Pondere-se, então, que a não concessão da carteira profissional pode acarretar prejuízos ao reclamante, porquanto é legítima sua pretensão de ser reconhecido perante terceiros como efetivo exercente da profissão, com as prerrogativas que lhe são inerentes. Não se trata, pois, de mero diletantismo, até mesmo porque, nos termos do artigo 4o da Lei nº. 7.084/82, sequer o diploma de jornalismo é exigido para a emissão do referido documento, bastando o registro sindical junto ao Ministério do Trabalho, condição preenchida à saciedade no presente feito. Cite-se, por oportuno, o referido dispositivo legal:

Art. 4º - A Federação Nacional dos Jornalistas Profissionais fornecerá carteira de identidade profissional também ao Jornalista não sindicalizado, desde que habilitado e registrado perante o órgão regional do Ministério do Trabalho, nos termos da legislação regulamentadora da atividade profissional.

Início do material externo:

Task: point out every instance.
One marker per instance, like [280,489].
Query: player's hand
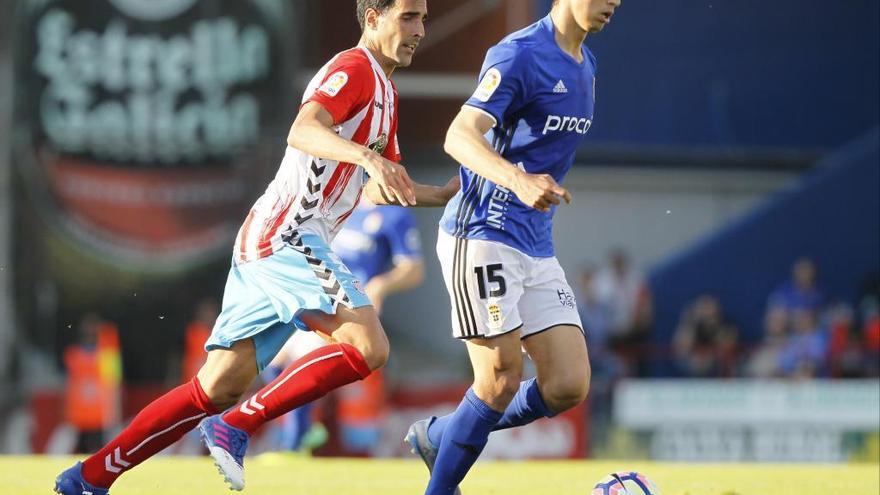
[540,191]
[451,188]
[392,179]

Em síntese, chancela-se integralmente a conclusão exarada pelo Juízo de origem, na medida em que o reclamante possui a prerrogativa de exercer de forma plena a profissão, abarcando, outrossim, a filiação ao sindicato e a emissão da carteira nacional junto à FENAJ. Destaque-se, por relevante, que eventual diferenciação em relação ao enquadramento sindical existente entre jornalista formado ou não deve ser feita pela via legislativa, sendo certo que, ao presente momento, inexiste diferenciação no âmbito da profissão, sendo idêntico o enquadramento sindical existente, em virtude do princípio da unicidade sindical. Mantida a procedência da demanda, remanescem devidos os honorários, salientando-se que os requisitos da Lei nº. 5.584/70 não se aplicam ao caso em tela, pois não se cuida de processo não decorrente de relação de emprego, sendo aplicáveis os termos da IN nº. 27/2005 do C. TST.

Nega-se provimento ao recurso.

Ante o exposto,

ACORDAM os Magistrados integrantes da 3ª Turma do Tribunal Regional do Trabalho da 4ª Região: por unanimidade de votos, negar provimento ao recurso ordinário dos reclamados.

Intimem-se.

Porto Alegre, 6 de julho de 2011 (quarta-feira).